- DVD cover
- Directed by: Robert A. Endelson
- Written by: Straw Weisman
- Produced by: Robert A. Endelson William Mishkin
- Starring: William Sanderson Robert Judd Yvonne Ross
- Cinematography: Lloyd Freidus
- Edited by: Robert A. Endelson
- Music by: Jeff Slevin
- Distributed by: William Mishkin Motion Pictures
- Release date: November 1977 (New York City);
- Running time: 82 minutes
- Country: United States
- Language: English
- Budget: $35,000

= Fight for Your Life =

1977 US exploitation film directed by Robert A. Endelson

Fight for Your Life is a 1977 American blaxploitation thriller film directed by Robert A. Endelson and starring William Sanderson and Robert Judd. The story revolves around three criminals (a White, Mexican, and Asian male) who hold a Black family hostage and force them to fight for their lives.

== Synopsis ==
Kane, a hate-fuelled racist redneck absconds from jail with his sidekicks (an Asian and a Mexican). They hole up in the secluded house of Ted Turner, a black minister, and his family. After threats and harsh epithets are exchanged, the minister is forced to take action to defend his family.

== Cast ==
- William Sanderson – as Jessie Lee Kane
- Robert Judd – as Ted Turner
- Cathrine Peppers – as Mrs. Turner
- Lela Small – as Grandma Turner
- Yvonne Ross – as Corrie Turner
- Reggie Rock Bythewood – as Floyd Turner (as Reginald Bythewood)
- Ramon Saunders – as Val Turner
- Queenie Endelson – as Dog
- Daniel Faraldo – Chino
- Peter Yoshida – Ling
- Bonnie Martin – Karen
- David Cargill – Lt.
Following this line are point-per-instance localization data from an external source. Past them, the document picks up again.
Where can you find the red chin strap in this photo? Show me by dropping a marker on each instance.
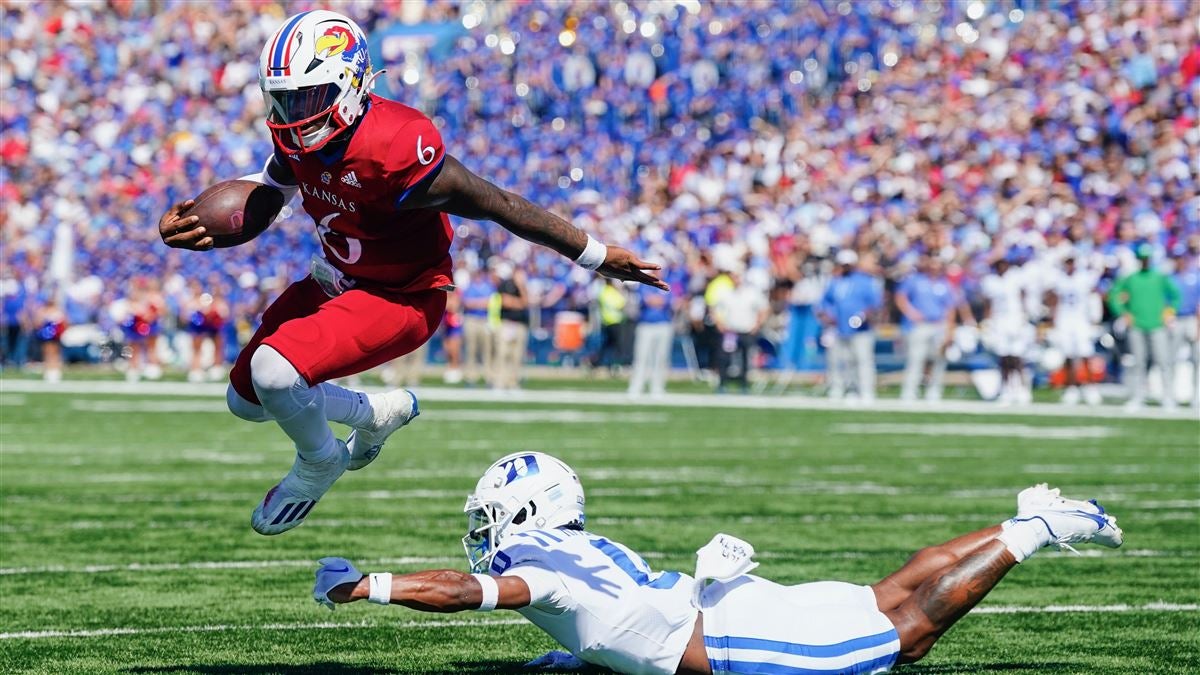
(285, 133)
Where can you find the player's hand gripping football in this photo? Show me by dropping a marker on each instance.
(336, 578)
(181, 232)
(624, 264)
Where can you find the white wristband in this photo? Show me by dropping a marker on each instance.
(593, 255)
(381, 587)
(491, 592)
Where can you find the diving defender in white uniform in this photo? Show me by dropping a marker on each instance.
(603, 602)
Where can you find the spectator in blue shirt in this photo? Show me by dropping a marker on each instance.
(653, 340)
(1187, 323)
(928, 304)
(15, 317)
(849, 304)
(477, 330)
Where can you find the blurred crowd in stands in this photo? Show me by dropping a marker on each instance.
(816, 177)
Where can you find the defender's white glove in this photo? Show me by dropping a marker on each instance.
(723, 559)
(556, 661)
(333, 572)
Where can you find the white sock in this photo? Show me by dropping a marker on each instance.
(295, 406)
(1024, 537)
(347, 406)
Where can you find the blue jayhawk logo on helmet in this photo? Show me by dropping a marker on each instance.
(520, 467)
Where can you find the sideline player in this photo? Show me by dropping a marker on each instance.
(376, 179)
(600, 599)
(1073, 297)
(1007, 330)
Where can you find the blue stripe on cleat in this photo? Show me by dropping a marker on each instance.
(282, 514)
(301, 515)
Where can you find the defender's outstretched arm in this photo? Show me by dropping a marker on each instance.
(454, 189)
(433, 590)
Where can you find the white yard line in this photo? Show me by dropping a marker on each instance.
(1149, 608)
(207, 565)
(515, 416)
(575, 396)
(1159, 607)
(976, 430)
(222, 627)
(154, 567)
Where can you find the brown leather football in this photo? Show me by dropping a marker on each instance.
(234, 211)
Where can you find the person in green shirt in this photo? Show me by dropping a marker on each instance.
(1147, 300)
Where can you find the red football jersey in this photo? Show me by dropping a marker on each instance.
(353, 191)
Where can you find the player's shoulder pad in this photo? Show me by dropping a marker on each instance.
(522, 548)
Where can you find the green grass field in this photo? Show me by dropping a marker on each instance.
(125, 544)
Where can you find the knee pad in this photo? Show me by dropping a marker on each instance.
(270, 372)
(279, 384)
(244, 408)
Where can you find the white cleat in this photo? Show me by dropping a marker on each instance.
(393, 410)
(289, 502)
(1069, 521)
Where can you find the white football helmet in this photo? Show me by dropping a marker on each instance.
(315, 73)
(519, 493)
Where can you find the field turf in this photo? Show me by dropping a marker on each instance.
(125, 544)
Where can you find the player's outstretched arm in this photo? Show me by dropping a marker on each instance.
(435, 590)
(456, 190)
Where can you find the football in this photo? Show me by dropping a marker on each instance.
(234, 211)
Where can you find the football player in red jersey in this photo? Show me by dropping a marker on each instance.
(378, 183)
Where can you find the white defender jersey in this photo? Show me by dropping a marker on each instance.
(600, 599)
(1073, 297)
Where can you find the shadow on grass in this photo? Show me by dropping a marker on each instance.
(940, 668)
(324, 668)
(329, 668)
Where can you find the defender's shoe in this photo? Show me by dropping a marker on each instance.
(393, 410)
(289, 502)
(1069, 521)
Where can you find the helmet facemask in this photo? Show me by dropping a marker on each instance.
(485, 526)
(306, 119)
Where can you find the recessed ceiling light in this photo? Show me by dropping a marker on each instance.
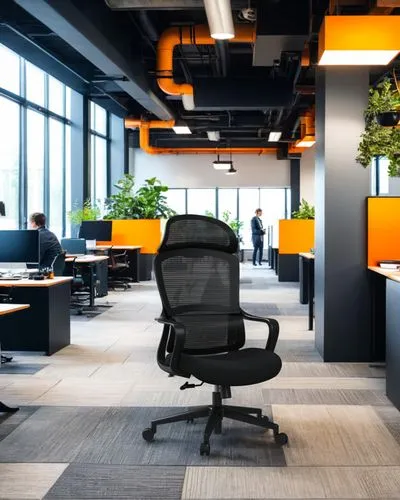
(274, 136)
(220, 20)
(231, 171)
(181, 129)
(222, 165)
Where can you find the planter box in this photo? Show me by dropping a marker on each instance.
(144, 232)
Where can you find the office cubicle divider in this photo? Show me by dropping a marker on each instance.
(295, 236)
Reilly
- Richard A. Rubin – Captain Hamilton
- David Dewlow – Joey
- Pepe Hern – Navarro
- Nick Hardin- Tony

== Reception ==
Fight for Your Life has received a negative response from critics. TV Guide called it "a vile low-budget film that couldn't have found a receptive audience even during the height of tough blaxploitation pictures." Others have defended the film, finding it an objective look at racism at its worst; the film enjoys a cult following among fans of extreme cinema and grindhouse.

== Censorship ==
Fight For Your Life was denied a British theatrical release in 1981, but a video release the following year allowed the public brief access to the film before it wound up on the video nasties list and was outlawed. It is notable for being the only 'video nasty' to appear on the list due to language, specifically the racism displayed by Sanderson's character.

== Availability ==
Fight For Your Life was denied a British cinema release when it was rejected by the BBFC in October 1981; it was briefly available in the United Kingdom on the independent video label Vision On, released circa 1982, but was outlawed with the advent of the Video Recordings Act (1984). A remastered DVD was issued in the United States by Blue Underground. The director passed on providing a commentary track for the DVD reissue, but did grant an interview for the book Nightmare USA in which he re-watched the film with his maid, Dorothy, and both provided retrospective insights on the film. It was presented at the Quentin Tarantino Film Festival in the QT Six Lineup showing held in October 2005.

The original film negative, stored by the film rights holder in a New Jersey basement, was destroyed by Hurricane Sandy in 2012.